Mr. Fortaleza said the last thing the country needs is for the situation to get as bad as in the Ecuadorean city of Guayaquil, where hospitals and funeral services were overwhelmed last month by the rapid rise in the number of sick and dying, leading to corpses on the streets.

“We’re in a state of calamity, the worst since World War II, and some people minimize it, saying it’s just an annoyance,” he said. “We don’t want another Guayaquil, we don’t want dead people in the streets.”

Mr. Bolsonaro was elected partly on promises to boost growth by cutting the budget deficit and debt and reducing the government’s role in the economy. He has had some successes, including a long-awaited overhaul of Brazil’s pension system that is forecast to save about $150 billion over 10 years.

But Brazil’s economy has been hit hard by the measures state and local governments started putting in place in mid- to late March. Consumer and business confidence are at a record low, manufacturing dropped 9.1% in March from February, and economists say April will be worse.

At the same time, the coronavirus crisis is getting worse. In Maranhão state, ICUs were 92% full on Thursday, from 77.6% a week earlier, while deaths related to Covid-19 jumped to 520, from 205 in the same period, according to state numbers. In São Paulo, Brazil’s most populous city, deaths had quadrupled to 4,496 Thursday from 1,110 a month earlier.

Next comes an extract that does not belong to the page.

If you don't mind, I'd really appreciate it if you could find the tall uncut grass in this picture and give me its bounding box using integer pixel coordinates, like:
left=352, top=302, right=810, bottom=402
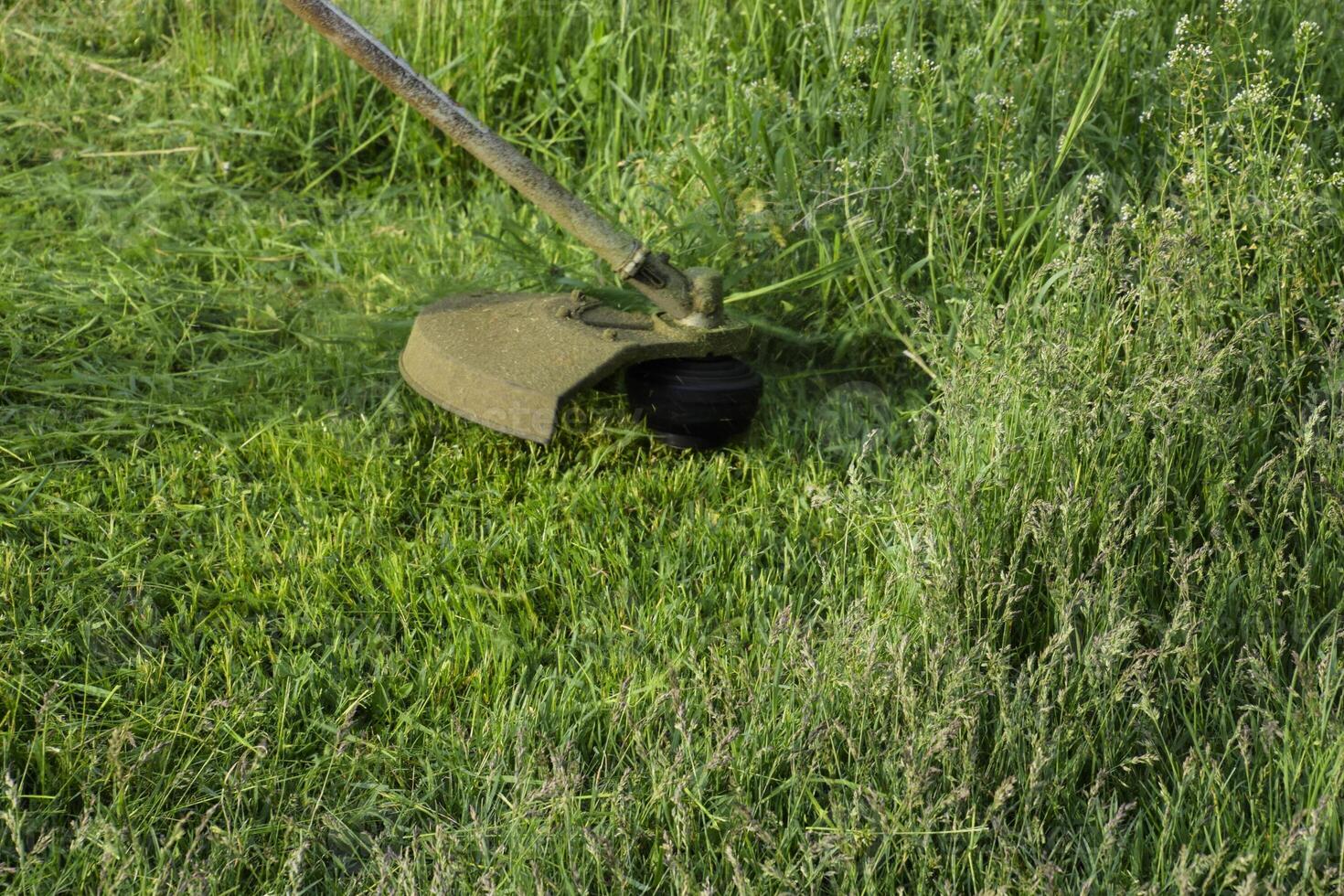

Despite the growing severity of the outbreak, an increasing number of Brazilians favor reopening the economy. The percentage of Brazilians in favor of social-isolation measures fell from 60% at the start of April to 52% at the end of last month, according to a telephone poll of 1,503 people carried out last week by Datafolha.

Even in some cities where lockdowns have been imposed, not everyone is taking the new rules seriously. Rafaela Rodrigues, 33, an X-ray technician who lives in the capital of Maranhão state, São Luiz, said lockdown rules aren’t being enforced in her working-class neighborhood, where people continue to move about freely.

“In the center of town there’s a bit more control, but not enough,” she said. “Authorities aren’t stopping cars or verifying documents.”